Comment by wongarsu 1 day ago

We usually build the tokenizer by optimizing for one goal (space-efficient encoding of text), then use it in a model that is trained for an entirely different goal (producing good text, "reasoning", "coding", etc). It is not immediately clear that the optimization goal for the tokenizer is actually the one that best serves the training of the llm.

That's what all these attempts boil down to. They don't presume to be able to find a more space-efficient encoding by hand, they assume that the optimization goal for the tokenizer was wrong and they can do better by adding some extra rules. And this isn't entirely without precendent, most tokenizers have a couple of "forced" tokens that were not organically discovered. Moving around how digits are grouped in the tokenizer is another point where wins have been shown.

This is where projects like nanochat are really valuable for quickly and (relatively) cheaply trying out various tweaks

Comment by sigmoid10 1 day ago

>It is not immediately clear that the optimization goal for the tokenizer is actually the one that best serves the training of the llm.

Except that is exactly what research has shown. Besides, the tokenizer's training goal is literally just to encode text efficiently with fewer tokens by increasing the vocabulary, which obviously directly benefits the attention mechanism if you look at the dimensions of involved matrices. The biggest issues so far have stemmed from variances between tokenizer and LLM training sets [1] and the fact that people primarily work with character based text and not word-part based text (even though that gets muddy when you look at what is actually happening in the brain) when doing anything in writing.

[1] https://www.lesswrong.com/posts/aPeJE8bSo6rAFoLqg/solidgoldm...

Comment by amelius 23 hours ago

If you want to make it more human-explainable, then ditch the entire tokenizer and just feed the models raw characters. Because now there is nothing to explain.

Comment by sigmoid10 19 hours ago

Then that means you need at least 4x the compute to achieve the same results as state of the art. Meaning that if I can train my frontier model with my normal tokenizer in 3 months, it will take you a year. When major releases across all competing providers are measured in months, there's simply no incentive to do that just to capture these fringe edge cases.

Comment by amelius 18 hours ago

Yes, OK. But all the tutorials start with explaining how a tokenizer works. This is not necessary. And in fact makes the message of why a tokenizer is necessary not come across as well.

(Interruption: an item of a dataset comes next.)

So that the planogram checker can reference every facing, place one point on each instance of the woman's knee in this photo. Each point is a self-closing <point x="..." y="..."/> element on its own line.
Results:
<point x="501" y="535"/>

Comment by rrr_oh_man 1 day ago

I feel it's a case of "This random word generator can't possibly be smarter than I?!"

Comment by dannyw 1 day ago

LLMs are explicitly designed to handle, and also possibly 'learn' from different tokens encoding similar information. I found this video from 3blue1brown very informative: https://www.youtube.com/watch?v=wjZofJX0v4M

Also, think about how a LLM would handle different languages.

Comment by fooker 1 day ago

This is how language models have worked since their inception, and has been steadily improved since about 2018.

See embedding models.

> they removed the tokenizer altogether

This is an active research topic, no real solution in sight yet.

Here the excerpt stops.